Non-Cigarette Pricing, Policies, and Programs.

 

  a)

Non-cigarette up charges are defined in the attached “Exhibit A””

 

  b)

Minimum Product Shelf life policies and procedures are governed by the attached “Exhibit F.”

 

  c)

For products not covered under the standard credit policy, we have created a Grocery salvage outlet to assist customers with the removal on non-saleable product. “Exhibit E” is attached and is only intended for annual store resets and new store acquisitions.

 

  d)

Some cooler products (i.e. sandwiches, meats, etc.) that are agreed to by both parties, will be guaranteed at a rate of [***] of cost, but must maintain a minimum sell-through rate of [***]. In the event the [***] sell through threshold is not met, the guarantee rate will be reduced to [***] the next quarter forward.

 

13.

Fee-Based Services.

 

  a)

Second Deliveries 

  i.

[***] of the stores will receive second deliveries with no additional delivery fee.

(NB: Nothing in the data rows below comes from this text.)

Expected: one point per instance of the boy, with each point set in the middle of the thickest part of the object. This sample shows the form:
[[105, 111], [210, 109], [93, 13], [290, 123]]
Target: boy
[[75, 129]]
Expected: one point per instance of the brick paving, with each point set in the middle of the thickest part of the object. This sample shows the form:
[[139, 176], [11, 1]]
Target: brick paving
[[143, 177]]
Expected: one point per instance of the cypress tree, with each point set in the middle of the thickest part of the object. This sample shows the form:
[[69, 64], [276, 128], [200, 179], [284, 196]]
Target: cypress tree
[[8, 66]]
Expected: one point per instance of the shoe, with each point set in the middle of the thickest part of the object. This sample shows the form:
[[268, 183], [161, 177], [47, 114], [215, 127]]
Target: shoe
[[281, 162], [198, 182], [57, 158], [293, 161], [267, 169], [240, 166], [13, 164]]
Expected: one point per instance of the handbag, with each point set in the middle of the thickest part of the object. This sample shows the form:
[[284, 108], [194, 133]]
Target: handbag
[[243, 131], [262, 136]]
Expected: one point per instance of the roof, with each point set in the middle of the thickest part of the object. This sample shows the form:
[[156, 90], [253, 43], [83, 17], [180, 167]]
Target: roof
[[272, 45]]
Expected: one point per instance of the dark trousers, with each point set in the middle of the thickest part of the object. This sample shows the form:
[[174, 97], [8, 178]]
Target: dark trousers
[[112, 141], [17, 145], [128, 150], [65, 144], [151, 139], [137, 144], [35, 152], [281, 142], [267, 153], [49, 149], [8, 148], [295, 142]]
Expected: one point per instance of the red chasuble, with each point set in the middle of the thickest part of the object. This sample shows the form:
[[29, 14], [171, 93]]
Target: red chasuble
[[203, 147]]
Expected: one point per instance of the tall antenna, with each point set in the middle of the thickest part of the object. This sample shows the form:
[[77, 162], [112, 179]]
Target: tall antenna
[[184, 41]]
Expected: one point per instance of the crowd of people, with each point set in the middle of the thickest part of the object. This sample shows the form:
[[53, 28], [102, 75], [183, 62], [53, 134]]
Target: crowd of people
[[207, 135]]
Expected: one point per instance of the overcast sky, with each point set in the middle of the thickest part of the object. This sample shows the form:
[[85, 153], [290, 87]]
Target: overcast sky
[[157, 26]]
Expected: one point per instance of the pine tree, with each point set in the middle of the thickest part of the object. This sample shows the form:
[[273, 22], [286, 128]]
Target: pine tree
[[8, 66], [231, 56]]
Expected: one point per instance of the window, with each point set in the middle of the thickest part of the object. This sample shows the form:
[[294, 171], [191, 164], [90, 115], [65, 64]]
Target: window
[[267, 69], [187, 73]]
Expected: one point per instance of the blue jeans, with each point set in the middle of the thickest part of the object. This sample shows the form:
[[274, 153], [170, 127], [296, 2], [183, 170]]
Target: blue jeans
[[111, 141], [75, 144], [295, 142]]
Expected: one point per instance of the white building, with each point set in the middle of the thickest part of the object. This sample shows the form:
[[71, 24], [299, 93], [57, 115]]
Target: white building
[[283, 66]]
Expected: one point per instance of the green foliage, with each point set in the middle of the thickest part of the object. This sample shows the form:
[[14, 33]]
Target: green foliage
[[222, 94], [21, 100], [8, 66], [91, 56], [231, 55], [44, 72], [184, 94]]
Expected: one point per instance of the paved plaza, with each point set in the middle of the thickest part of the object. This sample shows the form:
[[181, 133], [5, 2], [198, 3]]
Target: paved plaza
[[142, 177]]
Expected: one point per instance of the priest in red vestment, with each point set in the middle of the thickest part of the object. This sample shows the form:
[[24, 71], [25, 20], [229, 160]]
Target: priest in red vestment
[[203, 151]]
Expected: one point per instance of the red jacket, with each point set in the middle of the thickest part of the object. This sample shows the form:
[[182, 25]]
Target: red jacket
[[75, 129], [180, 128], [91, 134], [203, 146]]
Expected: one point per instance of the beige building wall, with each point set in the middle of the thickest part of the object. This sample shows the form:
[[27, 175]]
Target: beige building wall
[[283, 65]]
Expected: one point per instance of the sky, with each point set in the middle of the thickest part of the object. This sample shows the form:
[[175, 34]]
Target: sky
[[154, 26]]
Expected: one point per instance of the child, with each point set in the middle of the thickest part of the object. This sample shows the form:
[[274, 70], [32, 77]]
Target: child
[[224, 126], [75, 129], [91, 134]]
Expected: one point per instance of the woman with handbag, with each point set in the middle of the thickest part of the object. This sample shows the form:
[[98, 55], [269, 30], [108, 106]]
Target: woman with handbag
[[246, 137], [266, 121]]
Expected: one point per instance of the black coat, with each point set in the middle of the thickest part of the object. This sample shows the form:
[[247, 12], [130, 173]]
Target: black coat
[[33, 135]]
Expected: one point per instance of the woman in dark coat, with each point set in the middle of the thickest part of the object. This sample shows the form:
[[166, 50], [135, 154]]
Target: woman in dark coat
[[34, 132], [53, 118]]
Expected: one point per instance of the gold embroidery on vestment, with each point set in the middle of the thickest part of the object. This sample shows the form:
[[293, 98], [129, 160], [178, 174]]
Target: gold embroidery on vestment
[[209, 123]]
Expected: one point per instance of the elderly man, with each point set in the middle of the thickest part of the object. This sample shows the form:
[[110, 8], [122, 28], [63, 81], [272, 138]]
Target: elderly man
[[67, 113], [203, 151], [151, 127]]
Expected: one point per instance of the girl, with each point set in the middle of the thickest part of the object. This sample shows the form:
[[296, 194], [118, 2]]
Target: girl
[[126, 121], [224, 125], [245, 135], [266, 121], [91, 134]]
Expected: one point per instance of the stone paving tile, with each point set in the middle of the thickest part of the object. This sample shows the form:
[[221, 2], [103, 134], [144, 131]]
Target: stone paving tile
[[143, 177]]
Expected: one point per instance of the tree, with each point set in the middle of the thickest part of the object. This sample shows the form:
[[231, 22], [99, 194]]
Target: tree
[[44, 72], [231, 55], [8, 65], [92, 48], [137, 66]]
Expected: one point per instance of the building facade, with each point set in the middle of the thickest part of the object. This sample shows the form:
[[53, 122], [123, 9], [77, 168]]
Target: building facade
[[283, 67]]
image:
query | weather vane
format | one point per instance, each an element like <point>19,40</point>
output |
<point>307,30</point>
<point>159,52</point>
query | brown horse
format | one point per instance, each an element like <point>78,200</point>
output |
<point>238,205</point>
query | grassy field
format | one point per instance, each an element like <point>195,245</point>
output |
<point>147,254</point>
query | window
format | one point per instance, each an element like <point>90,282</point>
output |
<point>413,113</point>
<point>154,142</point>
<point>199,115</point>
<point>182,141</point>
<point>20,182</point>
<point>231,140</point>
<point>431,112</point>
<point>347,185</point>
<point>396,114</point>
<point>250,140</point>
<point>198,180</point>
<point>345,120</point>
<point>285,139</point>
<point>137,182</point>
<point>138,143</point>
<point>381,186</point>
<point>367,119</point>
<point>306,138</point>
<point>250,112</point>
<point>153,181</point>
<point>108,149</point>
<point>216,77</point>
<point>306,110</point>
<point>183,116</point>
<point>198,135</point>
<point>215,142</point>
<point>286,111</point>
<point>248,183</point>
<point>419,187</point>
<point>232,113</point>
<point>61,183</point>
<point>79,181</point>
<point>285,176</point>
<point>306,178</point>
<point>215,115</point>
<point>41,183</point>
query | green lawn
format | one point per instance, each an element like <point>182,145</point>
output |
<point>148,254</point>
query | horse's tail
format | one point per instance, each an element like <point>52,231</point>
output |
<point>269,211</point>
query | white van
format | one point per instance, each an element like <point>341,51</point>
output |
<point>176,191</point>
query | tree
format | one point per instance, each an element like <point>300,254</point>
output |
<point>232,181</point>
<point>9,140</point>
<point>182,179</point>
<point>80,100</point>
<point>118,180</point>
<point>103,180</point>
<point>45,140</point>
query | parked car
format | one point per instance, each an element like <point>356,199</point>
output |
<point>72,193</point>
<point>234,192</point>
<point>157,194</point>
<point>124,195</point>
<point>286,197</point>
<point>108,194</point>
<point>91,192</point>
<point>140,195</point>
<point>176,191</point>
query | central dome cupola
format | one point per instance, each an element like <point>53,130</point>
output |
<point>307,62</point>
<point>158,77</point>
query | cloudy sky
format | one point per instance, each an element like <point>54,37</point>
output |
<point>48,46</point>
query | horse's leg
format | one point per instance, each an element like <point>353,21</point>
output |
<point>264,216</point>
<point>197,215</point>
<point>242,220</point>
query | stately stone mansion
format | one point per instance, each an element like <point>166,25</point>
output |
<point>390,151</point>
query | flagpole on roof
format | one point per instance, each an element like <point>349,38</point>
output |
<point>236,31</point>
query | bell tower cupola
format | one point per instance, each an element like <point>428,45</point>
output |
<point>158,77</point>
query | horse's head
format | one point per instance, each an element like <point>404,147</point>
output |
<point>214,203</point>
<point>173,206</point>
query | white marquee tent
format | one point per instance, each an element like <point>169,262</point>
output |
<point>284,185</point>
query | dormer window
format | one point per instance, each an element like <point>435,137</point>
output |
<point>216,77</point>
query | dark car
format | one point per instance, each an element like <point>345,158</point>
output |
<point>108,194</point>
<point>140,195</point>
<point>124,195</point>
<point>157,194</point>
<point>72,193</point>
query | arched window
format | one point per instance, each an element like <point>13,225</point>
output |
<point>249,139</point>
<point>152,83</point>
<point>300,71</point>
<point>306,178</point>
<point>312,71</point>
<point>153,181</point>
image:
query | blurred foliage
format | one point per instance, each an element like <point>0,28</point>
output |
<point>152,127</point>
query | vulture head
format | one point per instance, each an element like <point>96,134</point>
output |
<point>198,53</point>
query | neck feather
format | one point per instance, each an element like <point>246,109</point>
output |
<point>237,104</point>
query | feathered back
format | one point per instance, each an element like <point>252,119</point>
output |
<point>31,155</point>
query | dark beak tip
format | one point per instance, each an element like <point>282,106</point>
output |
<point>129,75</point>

Anything above [***] of stores require a minimum purchase of [***] per week in non-tobacco product, and [***] cartons of cigarettes per week to qualify for a second delivery at no additional fee and such qualifying stores will not count toward such [***] calculation. Stores (outside of the [***]) requesting a second delivery with purchases less than this amount will be charged [***] per week (or [***] per delivery).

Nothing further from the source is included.